An hour by bus takes us from the cool mountains into the subtropics.  As promised, the Costa del Sol has both costa and sol.  We wander through the old town: traces of Picasso, long gone Moors, Romans and if you look very carefully, even the Phoenicians left their mark. Instead we have ornate Christianity.  But despite the tourists eating tapas, paella and drinking sangria, the city still feels true to itself, comfortable with its many faces.  And Spanish people, everywhere.




































We walk to beach, sitting down for a late lunch in a small cafe just across the road.  Pepe mans the grill and the fryer, a woman, whom I imagine to be his wife, is assembling salads, while another silver-haired man runs after the orders.  We sit at the bar, with a clear view of a very ordinary kitchen.  Iced trays of prawns, fresh anchovies, calamari, and cod roe lie in front of us, a different fridge holds the other fish and shellfish.  We watch spell-bound as Pepe moves around slowly, puts boquerones in the fryer, roe in flour, sips his beer, then passes two bottles through the serving window.  I keep an eye on my watch.  Ninety seconds later, the boquerones reappear, just done.  The cod roe goes in, then coarse salt on the grill with four fat prawns on top.  The day is warm, and the sun is bright.  Another slow sip of beer.  Flip the prawns, remove roe from the oil, feel them, back in, not yet.  Small clams pass through the oil, from in to out in 20 seconds.  Now the roe is done.
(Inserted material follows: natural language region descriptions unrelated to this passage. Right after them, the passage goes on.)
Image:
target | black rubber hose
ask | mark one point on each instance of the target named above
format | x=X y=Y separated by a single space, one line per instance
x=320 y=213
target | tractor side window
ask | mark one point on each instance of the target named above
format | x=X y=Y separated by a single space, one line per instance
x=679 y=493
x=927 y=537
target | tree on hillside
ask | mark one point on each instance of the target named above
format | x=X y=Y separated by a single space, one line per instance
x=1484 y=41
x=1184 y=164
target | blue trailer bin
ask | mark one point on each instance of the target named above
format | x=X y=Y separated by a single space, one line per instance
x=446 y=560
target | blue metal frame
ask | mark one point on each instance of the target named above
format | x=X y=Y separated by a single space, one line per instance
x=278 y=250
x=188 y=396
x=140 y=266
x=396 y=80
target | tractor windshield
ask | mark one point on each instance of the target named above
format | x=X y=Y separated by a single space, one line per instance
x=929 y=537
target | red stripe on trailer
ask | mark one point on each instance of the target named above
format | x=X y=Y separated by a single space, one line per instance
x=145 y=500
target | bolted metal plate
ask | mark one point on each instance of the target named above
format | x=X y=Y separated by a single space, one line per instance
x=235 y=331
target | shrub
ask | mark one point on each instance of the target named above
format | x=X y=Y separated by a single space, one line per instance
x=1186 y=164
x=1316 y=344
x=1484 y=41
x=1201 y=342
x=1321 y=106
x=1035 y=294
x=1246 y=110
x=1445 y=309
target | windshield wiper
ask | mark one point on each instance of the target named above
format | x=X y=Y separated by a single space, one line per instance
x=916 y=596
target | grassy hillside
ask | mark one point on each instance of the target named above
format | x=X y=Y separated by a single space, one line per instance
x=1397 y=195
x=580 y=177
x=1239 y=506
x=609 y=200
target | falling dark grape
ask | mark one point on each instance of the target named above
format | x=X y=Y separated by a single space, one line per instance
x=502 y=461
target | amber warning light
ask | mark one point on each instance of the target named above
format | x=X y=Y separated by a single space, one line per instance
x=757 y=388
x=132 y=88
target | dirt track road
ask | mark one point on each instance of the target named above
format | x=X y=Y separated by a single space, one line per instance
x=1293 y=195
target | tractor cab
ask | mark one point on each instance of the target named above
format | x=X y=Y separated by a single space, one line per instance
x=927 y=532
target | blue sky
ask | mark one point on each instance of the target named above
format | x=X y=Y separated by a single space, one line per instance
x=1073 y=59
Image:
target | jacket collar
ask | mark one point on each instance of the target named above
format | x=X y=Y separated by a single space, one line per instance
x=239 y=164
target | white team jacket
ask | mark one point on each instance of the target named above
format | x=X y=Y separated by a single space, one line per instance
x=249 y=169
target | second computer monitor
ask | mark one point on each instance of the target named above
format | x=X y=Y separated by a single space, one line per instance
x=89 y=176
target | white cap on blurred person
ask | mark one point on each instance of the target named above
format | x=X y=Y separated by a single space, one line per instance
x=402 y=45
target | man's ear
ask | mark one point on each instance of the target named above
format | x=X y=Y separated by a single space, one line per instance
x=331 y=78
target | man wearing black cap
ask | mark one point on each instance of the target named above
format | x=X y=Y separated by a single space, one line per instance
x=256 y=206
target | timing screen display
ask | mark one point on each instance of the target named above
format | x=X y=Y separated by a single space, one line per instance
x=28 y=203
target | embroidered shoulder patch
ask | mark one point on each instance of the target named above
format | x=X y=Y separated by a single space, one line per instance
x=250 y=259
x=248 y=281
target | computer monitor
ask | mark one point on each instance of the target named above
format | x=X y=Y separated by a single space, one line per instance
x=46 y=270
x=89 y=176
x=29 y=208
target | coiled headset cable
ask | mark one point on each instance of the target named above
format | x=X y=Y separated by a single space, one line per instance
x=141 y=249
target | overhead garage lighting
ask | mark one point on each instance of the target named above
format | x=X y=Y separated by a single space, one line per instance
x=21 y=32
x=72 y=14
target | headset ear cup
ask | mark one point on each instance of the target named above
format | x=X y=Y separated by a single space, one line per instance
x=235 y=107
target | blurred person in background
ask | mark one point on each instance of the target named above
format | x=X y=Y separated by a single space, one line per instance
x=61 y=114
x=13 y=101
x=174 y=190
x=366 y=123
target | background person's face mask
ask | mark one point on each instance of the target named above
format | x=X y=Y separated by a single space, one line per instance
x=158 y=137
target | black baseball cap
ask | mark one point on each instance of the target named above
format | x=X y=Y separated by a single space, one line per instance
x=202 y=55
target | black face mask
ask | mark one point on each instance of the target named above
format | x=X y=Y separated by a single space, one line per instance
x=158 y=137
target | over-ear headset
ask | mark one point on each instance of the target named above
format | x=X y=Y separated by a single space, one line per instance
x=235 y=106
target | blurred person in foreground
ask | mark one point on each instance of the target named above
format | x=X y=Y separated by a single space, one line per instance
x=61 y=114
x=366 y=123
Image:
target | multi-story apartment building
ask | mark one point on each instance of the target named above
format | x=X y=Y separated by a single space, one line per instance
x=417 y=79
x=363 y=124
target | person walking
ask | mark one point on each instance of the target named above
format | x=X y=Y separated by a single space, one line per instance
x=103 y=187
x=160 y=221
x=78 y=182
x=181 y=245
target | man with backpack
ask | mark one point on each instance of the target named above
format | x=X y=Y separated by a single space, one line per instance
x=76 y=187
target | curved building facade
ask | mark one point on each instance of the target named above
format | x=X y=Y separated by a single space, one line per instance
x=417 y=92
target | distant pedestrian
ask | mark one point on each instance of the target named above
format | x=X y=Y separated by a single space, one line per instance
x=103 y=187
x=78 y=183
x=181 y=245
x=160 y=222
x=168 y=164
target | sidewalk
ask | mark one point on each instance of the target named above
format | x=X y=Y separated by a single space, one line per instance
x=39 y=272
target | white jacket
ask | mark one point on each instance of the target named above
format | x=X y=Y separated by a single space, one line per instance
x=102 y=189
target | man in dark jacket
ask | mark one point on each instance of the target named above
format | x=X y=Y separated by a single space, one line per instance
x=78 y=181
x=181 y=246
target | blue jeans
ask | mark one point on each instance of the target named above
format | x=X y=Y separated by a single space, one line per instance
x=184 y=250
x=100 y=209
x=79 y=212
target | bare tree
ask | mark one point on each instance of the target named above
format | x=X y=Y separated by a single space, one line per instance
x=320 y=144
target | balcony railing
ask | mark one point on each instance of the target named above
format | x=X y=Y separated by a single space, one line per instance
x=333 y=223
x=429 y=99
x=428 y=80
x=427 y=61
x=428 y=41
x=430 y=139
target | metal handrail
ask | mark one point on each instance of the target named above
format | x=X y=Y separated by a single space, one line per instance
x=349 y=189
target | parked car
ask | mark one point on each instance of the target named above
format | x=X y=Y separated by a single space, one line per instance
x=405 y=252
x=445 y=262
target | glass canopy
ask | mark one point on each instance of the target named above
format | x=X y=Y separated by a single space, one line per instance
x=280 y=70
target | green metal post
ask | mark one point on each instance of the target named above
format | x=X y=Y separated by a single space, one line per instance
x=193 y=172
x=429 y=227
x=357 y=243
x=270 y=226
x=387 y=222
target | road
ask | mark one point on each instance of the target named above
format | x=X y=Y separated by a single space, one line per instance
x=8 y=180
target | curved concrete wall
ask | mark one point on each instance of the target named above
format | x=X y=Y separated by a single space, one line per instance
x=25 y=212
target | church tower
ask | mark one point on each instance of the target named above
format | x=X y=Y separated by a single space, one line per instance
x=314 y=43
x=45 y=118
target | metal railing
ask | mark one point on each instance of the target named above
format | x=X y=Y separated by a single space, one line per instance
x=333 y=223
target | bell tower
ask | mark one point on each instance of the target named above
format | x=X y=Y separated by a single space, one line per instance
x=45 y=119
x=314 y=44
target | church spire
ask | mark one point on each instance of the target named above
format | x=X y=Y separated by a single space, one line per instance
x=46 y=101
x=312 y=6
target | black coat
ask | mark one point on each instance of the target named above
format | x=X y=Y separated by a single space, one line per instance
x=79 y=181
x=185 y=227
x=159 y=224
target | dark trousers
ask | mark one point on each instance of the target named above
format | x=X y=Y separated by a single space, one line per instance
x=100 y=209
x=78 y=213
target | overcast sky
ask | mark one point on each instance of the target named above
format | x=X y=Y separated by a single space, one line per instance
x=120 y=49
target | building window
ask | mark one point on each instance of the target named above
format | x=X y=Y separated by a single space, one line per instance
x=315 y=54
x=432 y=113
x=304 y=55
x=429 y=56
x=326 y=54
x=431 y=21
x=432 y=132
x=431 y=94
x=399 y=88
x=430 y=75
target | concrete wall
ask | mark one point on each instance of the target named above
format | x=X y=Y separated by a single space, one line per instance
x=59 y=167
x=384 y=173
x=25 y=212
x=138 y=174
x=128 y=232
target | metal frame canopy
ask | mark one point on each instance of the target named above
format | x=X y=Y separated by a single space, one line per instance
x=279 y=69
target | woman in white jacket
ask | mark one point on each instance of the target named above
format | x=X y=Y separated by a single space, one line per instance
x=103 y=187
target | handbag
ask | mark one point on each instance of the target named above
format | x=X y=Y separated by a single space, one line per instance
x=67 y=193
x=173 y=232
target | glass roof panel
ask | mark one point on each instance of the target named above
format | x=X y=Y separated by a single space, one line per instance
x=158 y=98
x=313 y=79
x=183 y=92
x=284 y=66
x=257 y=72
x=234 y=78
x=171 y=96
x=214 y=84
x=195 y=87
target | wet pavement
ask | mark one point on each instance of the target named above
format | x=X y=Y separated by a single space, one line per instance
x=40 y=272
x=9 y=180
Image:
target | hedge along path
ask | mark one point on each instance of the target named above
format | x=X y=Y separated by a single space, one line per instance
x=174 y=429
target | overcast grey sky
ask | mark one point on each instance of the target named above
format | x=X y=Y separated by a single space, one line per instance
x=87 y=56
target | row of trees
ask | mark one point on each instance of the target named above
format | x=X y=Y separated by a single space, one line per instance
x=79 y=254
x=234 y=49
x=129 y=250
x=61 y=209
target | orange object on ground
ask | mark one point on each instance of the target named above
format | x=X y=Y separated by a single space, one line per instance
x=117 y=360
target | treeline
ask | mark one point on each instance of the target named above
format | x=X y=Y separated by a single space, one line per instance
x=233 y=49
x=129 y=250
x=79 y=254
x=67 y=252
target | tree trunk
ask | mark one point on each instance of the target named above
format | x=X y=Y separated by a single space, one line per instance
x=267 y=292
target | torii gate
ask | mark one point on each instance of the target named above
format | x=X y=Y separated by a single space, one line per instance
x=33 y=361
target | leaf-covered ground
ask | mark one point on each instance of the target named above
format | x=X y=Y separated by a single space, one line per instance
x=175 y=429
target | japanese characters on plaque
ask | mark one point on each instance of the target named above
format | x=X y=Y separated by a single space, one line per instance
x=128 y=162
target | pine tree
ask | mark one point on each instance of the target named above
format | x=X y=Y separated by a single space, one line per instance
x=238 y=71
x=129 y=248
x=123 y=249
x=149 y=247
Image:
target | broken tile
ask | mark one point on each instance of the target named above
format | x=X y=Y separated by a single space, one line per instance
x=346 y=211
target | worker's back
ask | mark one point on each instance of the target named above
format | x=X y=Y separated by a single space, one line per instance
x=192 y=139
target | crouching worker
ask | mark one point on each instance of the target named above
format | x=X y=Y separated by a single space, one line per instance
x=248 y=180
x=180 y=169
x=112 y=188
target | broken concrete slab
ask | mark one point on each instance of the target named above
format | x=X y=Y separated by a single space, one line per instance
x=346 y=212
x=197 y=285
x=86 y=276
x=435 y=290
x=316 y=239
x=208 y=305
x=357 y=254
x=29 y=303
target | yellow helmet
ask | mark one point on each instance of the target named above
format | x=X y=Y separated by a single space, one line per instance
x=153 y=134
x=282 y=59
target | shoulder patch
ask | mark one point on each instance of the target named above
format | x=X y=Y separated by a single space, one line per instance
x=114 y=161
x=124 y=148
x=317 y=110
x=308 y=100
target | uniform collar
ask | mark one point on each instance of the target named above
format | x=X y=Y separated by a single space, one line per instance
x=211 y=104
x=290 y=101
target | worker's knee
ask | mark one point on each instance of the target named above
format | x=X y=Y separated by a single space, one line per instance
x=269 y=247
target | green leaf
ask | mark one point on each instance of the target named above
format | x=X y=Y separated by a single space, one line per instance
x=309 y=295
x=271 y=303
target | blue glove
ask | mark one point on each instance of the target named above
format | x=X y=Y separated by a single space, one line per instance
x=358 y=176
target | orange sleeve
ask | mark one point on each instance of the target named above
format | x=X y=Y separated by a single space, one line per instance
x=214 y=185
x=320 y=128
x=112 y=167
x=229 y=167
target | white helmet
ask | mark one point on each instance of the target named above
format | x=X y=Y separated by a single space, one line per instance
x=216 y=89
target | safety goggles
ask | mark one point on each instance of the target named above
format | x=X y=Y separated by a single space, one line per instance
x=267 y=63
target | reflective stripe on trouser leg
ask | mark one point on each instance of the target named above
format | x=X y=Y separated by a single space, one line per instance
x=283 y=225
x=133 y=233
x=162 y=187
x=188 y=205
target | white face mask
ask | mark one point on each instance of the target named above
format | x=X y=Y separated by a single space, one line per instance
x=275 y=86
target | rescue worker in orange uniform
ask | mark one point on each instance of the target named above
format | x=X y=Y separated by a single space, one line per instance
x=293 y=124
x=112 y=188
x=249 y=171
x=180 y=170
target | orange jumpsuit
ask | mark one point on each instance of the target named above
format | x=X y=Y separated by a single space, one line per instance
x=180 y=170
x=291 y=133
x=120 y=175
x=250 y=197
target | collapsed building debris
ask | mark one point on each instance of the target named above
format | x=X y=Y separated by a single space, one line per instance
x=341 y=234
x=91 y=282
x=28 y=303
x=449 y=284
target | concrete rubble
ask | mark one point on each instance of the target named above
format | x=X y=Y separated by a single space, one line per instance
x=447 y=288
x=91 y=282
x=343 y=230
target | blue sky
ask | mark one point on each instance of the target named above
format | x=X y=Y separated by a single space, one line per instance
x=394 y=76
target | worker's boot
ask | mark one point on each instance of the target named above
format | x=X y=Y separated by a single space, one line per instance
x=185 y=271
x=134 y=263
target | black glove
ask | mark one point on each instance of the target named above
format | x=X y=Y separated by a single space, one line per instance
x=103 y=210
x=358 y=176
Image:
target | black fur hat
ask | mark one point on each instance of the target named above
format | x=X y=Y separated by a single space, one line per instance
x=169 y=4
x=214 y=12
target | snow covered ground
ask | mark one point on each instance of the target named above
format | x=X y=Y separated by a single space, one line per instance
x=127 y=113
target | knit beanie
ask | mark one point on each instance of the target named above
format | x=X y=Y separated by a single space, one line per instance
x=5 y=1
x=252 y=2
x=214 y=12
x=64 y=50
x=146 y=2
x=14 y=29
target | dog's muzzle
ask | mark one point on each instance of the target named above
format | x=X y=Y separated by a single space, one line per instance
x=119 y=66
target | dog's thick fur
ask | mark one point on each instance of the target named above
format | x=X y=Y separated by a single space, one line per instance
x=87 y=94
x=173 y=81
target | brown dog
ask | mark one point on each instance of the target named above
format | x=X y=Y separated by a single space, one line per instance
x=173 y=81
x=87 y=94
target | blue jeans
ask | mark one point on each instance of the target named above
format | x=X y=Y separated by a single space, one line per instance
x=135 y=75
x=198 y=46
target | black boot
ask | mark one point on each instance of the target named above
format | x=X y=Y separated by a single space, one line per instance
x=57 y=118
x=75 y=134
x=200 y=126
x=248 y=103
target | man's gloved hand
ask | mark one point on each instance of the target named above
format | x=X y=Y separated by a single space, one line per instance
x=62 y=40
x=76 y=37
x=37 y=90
Three minutes.   He moves with the peace of someone who has done this a thousand times, who knows his fish is fresh enough to not need any embellishment.  Just don't overcook it. 

We ask, slowly, and with much pointing, for one large clam, and a racione of shrimps and calamari.  My enthusiasm for fried cod roe left me at the last minute.  The clam arrives in two halves, raw, with a lemon and some pepper.  Imagine a more substantial oyster, and you'll be close.  With colour you'd expect from a scallop.

The calamari is good, but the gambas steal the show: sweet, juicy, barely warm.  This is exactly what we were looking for.  Outside orange blossoms scent the air.